Une étude aux États-Unis a confirmé que le lait cru contaminé par le virus de la grippe aviaire A (H5N1) à haute pathogénicité (HPAI) peut infecter les animaux. Cela indique que le risque potentiel de contracter l’infection en consommant cet aliment existe également pour les humains. Pour cette raison, les autorités sanitaires aux États-Unis recommandent de ne boire que du lait pasteurisé.

Après les premiers cas d’influenza aviaire enregistrés chez les éleveurs de bovins aux États-Unis, les autorités sanitaires et plusieurs experts avaient déjà souligné l’importance de surveiller ces installations pour éviter une propagation à grande échelle de l’influenza aviaire A (H5N1) à haute pathogénicité (HPAI).
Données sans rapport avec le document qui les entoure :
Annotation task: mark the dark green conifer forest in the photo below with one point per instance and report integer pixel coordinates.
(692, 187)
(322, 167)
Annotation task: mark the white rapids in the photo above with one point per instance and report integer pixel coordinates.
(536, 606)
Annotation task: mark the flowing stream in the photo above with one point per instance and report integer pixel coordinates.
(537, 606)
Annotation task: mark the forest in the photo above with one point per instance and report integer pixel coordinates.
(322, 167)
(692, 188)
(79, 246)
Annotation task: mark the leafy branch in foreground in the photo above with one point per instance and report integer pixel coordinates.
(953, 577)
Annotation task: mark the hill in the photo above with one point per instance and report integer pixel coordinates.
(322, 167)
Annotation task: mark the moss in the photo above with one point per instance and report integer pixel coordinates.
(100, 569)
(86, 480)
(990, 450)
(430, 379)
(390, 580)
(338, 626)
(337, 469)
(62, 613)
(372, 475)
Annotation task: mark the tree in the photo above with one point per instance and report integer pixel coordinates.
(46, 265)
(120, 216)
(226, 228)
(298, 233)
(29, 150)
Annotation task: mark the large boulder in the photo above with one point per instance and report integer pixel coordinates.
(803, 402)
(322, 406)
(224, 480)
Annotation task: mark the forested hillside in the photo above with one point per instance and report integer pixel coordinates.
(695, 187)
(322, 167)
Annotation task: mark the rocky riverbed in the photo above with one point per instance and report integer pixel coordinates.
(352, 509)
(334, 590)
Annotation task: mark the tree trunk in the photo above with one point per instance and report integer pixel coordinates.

Il y a seulement quelques jours, le 31 mai, le troisième cas d’infection lié à des vaches laitières infectées a été signalé dans le Michigan.
En plus des vaches, la découverte du virus dans le lait cru obtenu d’elles (c’est-à-dire non soumis à aucun traitement thermique) et l’augmentation anormale de chats morts dans ces installations ont déjà suscité il y a quelques mois le soupçon que le lait cru pouvait véhiculer le virus à d’autres animaux, hommes compris.
Actuellement, une étude publiée dans le New England Journal a confirmé cette hypothèse : après avoir nourri des souris de laboratoire avec du lait contaminé par le H5N1, les auteurs de l’étude ont observé l’apparition de symptômes graves liés à la grippe dès le premier jour. Cela indique – ont conclu les chercheurs – que le lait cru est un vecteur potentiel d’infection pour les mammifères.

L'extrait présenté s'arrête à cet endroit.